If any of my numbers are a success, it has - again - nothing to do with me or any notion of quality: the numbers for my colleague doctors in the arts with a dissertation at the Leiden University repository are equally impressive. If mine is the 6th in a ranking of most downloads, compare to the other 25 (better are medicine, biology, and 'area studies'), Paul Craenen's 216 downloads in six months and Jed Wentz' 450 in nine months will be as much up there, if not more, when their first post-doc year is over.
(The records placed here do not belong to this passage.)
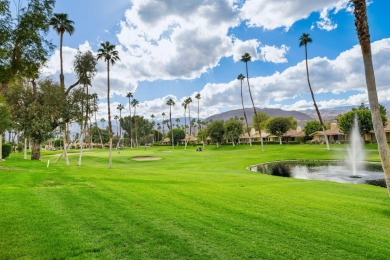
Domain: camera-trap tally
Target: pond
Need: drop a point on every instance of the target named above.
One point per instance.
(335, 171)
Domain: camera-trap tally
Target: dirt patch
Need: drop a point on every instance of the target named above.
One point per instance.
(145, 158)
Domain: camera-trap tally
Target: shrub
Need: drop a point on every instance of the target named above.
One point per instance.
(7, 148)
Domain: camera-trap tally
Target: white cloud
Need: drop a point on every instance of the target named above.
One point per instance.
(284, 13)
(328, 77)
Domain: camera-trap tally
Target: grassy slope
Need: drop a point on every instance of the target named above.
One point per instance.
(187, 205)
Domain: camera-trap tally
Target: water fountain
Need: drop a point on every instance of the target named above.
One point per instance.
(356, 155)
(352, 170)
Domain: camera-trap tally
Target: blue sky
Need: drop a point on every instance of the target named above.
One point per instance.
(175, 48)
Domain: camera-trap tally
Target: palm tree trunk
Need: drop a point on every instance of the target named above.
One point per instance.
(62, 79)
(364, 39)
(109, 117)
(1, 146)
(315, 104)
(36, 151)
(25, 148)
(170, 119)
(253, 104)
(246, 119)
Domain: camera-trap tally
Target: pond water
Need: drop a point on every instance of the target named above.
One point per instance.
(321, 170)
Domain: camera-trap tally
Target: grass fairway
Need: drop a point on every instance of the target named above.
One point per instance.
(188, 204)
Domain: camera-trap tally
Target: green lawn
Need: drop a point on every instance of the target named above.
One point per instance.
(189, 204)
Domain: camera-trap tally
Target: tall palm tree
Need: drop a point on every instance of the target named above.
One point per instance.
(184, 104)
(120, 107)
(129, 96)
(135, 103)
(163, 114)
(110, 56)
(362, 29)
(103, 120)
(241, 78)
(247, 58)
(189, 101)
(116, 117)
(62, 24)
(303, 41)
(153, 123)
(171, 103)
(198, 98)
(95, 109)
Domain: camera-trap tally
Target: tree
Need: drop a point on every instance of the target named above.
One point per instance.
(103, 120)
(129, 96)
(95, 109)
(246, 58)
(189, 101)
(110, 56)
(62, 24)
(364, 39)
(184, 104)
(135, 104)
(23, 47)
(85, 68)
(153, 123)
(364, 118)
(171, 103)
(120, 107)
(241, 78)
(178, 135)
(280, 125)
(38, 110)
(116, 117)
(303, 41)
(5, 121)
(198, 98)
(233, 129)
(216, 131)
(311, 127)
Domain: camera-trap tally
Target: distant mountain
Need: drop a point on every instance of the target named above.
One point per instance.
(301, 118)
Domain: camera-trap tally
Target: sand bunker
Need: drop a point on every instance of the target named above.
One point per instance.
(145, 158)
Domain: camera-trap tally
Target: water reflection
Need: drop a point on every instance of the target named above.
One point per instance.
(320, 170)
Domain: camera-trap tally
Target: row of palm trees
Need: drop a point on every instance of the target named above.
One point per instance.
(62, 24)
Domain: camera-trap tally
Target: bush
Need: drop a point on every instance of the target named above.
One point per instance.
(7, 148)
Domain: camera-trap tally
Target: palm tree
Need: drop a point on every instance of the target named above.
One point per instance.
(171, 103)
(135, 103)
(362, 29)
(303, 41)
(198, 98)
(241, 78)
(246, 58)
(129, 96)
(110, 55)
(103, 120)
(62, 24)
(163, 114)
(116, 117)
(189, 101)
(120, 107)
(184, 104)
(95, 109)
(158, 131)
(153, 123)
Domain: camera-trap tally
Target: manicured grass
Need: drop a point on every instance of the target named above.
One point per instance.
(189, 204)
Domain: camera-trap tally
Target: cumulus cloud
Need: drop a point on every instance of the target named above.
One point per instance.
(344, 74)
(284, 13)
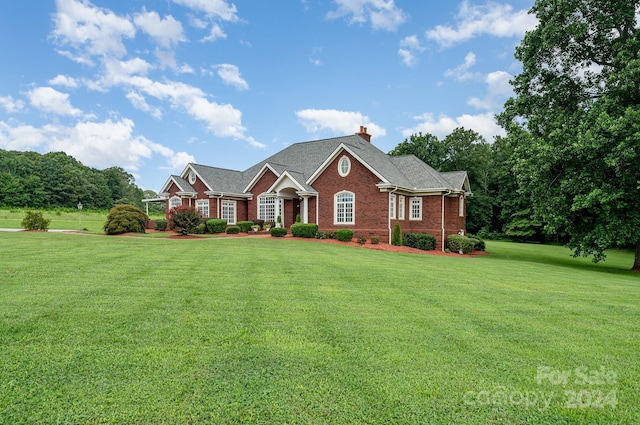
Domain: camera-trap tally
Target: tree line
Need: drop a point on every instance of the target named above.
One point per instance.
(57, 180)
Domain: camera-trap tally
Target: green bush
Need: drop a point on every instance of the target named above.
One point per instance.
(34, 220)
(344, 235)
(233, 230)
(396, 237)
(459, 243)
(216, 225)
(278, 232)
(304, 230)
(480, 244)
(184, 219)
(421, 241)
(245, 226)
(124, 218)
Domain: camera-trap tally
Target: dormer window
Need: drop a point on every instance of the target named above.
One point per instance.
(344, 166)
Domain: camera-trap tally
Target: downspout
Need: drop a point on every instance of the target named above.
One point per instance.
(443, 230)
(389, 213)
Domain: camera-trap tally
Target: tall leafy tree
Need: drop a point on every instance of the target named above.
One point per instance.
(577, 99)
Paul and Jed's viewing numbers (185, resp. 334) are and will likely remain lower, which may be explained by the novelty wearing off. (My dissertation was the first artistic research output on music in The Netherlands, the country which many of my viewing numbers came from; it was also the only one at the repository for nine months.)
In terms of geographical interest, Paul generated views and downloads from a total of 18 countries, jed 22 and I 59. It is true that automated search engines will get to the repository without a genuine interest in the matter, but these will not result in actual downloads. In all three cases, only two to three countries had had someone viewing while nobody downloaded.
I didn't study the differences in download/viewing behavior according to country: Paul's dissertation is written in Dutch and Jed's and mine in English, the subjects are wildly divergent, etc. Of further interest, however, is the fact that only Jed's dissertation was (twice out of 334 views and 450 downloads) referred to by Google Scholar. This can show how most of the interest is from musicians rather than musicologists: few of the former typically use Google Scholar.
All this is very exhilarating for the artistic research discipline and its researchers: it proves that musicians all over the world are hungry for this type of knowledge to enrich their expertise. And they are willing to go to great lengths for it: I made a limited number of hardcover bound copies of my dissertation to give to family, promotor etc. Some pianists pleaded with me to sell them one (as they didn't like reading from a monitor or printing out a thousand pages), and when they heard from me that the cost to make some more would run up to 80€ per copy, they argued that they would pay much more than that to have it. I can only imagine one bigger incentive for publishers to take artistic research very seriously: there are many more musicians than academics. And they need catering to.